Несколько мгновений я просто лежал на теплом асфальте, оглушенный, потрясенный, потерявший всякую ориентацию во времени и в пространстве. Я был уверен, что умираю. Но когда самообладание более или менее вернулось ко мне, я понял, что почти не пострадал. Во всяком случае, легкая контузия, без которой, как мне казалось, дело не обошлось, не помешала мне подняться на ноги, и когда ко мне подбежали Силз и остальные, я с независимым видом отряхивал пиджак.
— Боже мой, Лэмб! — воскликнул Пол Силз. — Я думал, вы погибли! Не могу поверить, сэр!.. Бомбы! Взрывы!! И где?! У нас, на Каледонии!.. И вы… Что было бы, если бы вы?!..
Я небрежно махнул рукой. Я действительно чувствовал себя совсем неплохо. Мною овладело возбуждение, словно взрыв пробудил от спячки мои дряхлые адреналиновые железы, и они заработали, как встарь, наполняя меня бодростью.
— Со мной все в порядке, Пол, — сказал я. — Меня просто сбило с ног взрывной волной. К счастью, я упал за эту скамью, и осколки меня не поранили. Мне крупно повезло, дружище.
— Не так уж вам повезло, — с улыбкой возразил Пол и указал на мое левое бедро. Я проследил за его взглядом и увидел торчащий из ноги зазубренный и скрученный кусок железа. Мои брюки уже напитались кровью, но, к счастью, она не била фонтаном, следовательно, бедренная артерия не была задета. Как ни странно, до этого момента я не чувствовал никакой боли, но стоило мне увидеть торчавшую из ноги железку, как мое бедро словно опалило огнем.
— Проклятие… — пробормотал я. Колени у меня подогнулись, и я медленно опустился на бордюр тротуара. Вдали запели сирены санитарных машин, и я понял, что помощи осталось ждать недолго.
— Я думаю, осколок лучше пока не трогать, — сказал Силз. Он говорил что-то еще — о насилии, бомбах, младокаледонцах и Льюкарсе, но из-за шума в ушах я почти ничего не мог разобрать. Полутемная улица стала еще темнее, и я перестал различать окружающие предметы, а вскоре даже фонари утонули в непроглядной мгле.
Глава 2
А я взираю на яркие звезды и думаю думу о тайном
Ключе всех вселенных и будущего.
Уолт Уитмен. «Ночью у моря один».[3]К счастью, мое пребывание в госпитале не затянулось надолго. Местный хирург, который промыл и зашил мою рану, сказал, что мне повезло и что острый кусок жести пронзил мякоть в каком-нибудь полу-дюйме от бедренной артерии. В противном случае, добавил он, я бы наверняка умер от потери крови еще до прибытия санитарной машины.
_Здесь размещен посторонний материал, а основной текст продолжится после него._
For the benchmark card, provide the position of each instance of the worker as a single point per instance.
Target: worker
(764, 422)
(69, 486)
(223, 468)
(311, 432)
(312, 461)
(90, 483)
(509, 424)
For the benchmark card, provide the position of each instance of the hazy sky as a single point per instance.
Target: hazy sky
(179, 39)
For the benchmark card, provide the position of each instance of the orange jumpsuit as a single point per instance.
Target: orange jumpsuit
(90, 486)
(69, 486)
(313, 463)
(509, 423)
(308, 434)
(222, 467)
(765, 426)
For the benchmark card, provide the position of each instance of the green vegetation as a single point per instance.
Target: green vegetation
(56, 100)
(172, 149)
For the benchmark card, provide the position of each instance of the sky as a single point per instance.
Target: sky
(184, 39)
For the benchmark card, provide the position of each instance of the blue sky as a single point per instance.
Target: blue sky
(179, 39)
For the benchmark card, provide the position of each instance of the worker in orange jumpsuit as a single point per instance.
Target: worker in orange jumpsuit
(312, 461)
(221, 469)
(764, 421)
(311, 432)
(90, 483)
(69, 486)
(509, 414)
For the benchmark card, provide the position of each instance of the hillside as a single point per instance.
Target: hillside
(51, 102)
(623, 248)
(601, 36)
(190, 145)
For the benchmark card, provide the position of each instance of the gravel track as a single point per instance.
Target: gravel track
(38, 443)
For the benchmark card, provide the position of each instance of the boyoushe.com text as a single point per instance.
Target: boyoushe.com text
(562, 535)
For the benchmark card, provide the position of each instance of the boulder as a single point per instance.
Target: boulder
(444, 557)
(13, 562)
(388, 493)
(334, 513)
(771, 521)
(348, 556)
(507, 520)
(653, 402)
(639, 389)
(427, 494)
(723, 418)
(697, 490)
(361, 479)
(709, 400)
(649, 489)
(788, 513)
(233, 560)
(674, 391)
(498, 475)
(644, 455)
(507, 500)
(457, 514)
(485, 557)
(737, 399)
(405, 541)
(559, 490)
На Каледонии не было, разумеется, сгудонского медистата — наши благодетели не расстаются так просто с самой передовой своей техникой. Хирургу пришлось по старинке зашивать меня иголкой с ниткой, но он был опытным врачом, и операция прошла без осложнений. Он сказал также, что, учитывая мой возраст, мне придется пролежать в постели не больше недели, но ошибся. Уже через два дня я почувствовал себя совершенно здоровым. На третий день хирург снял швы и, сияя от гордости, отпустил меня на все четыре стороны.
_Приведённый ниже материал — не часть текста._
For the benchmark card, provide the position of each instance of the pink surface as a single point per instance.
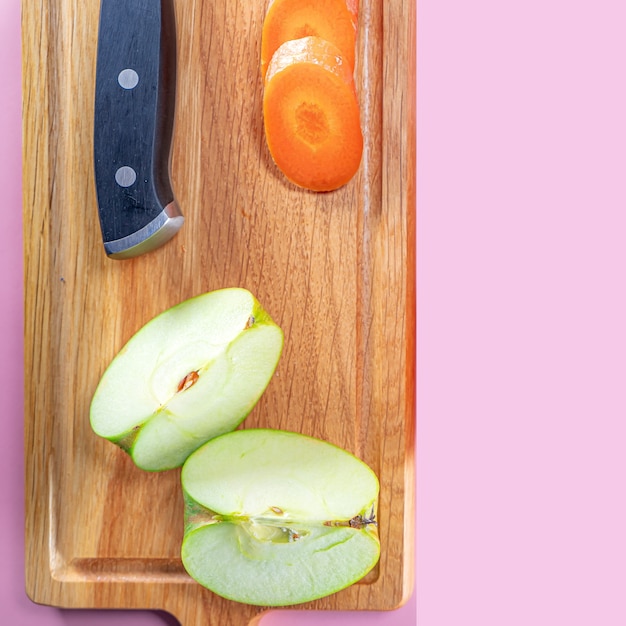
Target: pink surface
(15, 607)
(521, 321)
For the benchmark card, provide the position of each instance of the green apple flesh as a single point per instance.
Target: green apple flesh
(275, 518)
(190, 374)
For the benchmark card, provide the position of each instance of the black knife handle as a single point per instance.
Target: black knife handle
(133, 125)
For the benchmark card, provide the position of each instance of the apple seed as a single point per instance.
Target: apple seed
(188, 381)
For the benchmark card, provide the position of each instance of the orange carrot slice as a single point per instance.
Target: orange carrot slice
(311, 114)
(333, 20)
(353, 7)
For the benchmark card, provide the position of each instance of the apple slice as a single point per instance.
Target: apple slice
(275, 518)
(193, 372)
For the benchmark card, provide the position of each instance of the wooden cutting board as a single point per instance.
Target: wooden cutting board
(335, 270)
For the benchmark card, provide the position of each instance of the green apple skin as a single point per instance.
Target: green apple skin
(193, 372)
(275, 518)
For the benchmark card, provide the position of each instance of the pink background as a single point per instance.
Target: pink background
(521, 503)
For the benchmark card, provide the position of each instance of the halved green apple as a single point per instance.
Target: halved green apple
(190, 374)
(275, 518)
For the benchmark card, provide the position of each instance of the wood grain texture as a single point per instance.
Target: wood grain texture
(335, 270)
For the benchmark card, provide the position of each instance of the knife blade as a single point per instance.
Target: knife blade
(135, 99)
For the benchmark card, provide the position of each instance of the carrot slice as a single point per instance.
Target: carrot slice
(333, 20)
(311, 114)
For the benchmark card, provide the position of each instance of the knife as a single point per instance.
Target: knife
(133, 125)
К моему несказанному удивлению, я и сам чувствовал себя на редкость хорошо, да и скучать мне не приходилось, так как меня ежедневно навещал Пол, приходивший то со своей сестрой Полиной, то с ее подругой Дженнис.
Из их рассказов я с удивлением узнал, что знаменит. И дело было вовсе не в том, что я стал первым более или менее известным писателем, посетившим Каледонию за последние полтора десятка лет. Для колонистов я был известным земным поэтом. Мои стихи даже преподавались в местных школах наряду с произведениями Маккейга, Элиота, Йетса и Теннисона.
Это был сюрприз, и я бы покривил душой, сказав, что он оказался неприятным. Однако, как и у любой медали, у него имелась оборотная сторона. Как выяснилось, каждый, кто узнал о моем приезде, имел на меня виды. Совершенно незнакомые люди звонили мне и присылали открытки с пожеланиями выздоровления, дабы я мог поскорее начать преподавать в университете или писать стихи о жизни в колонии.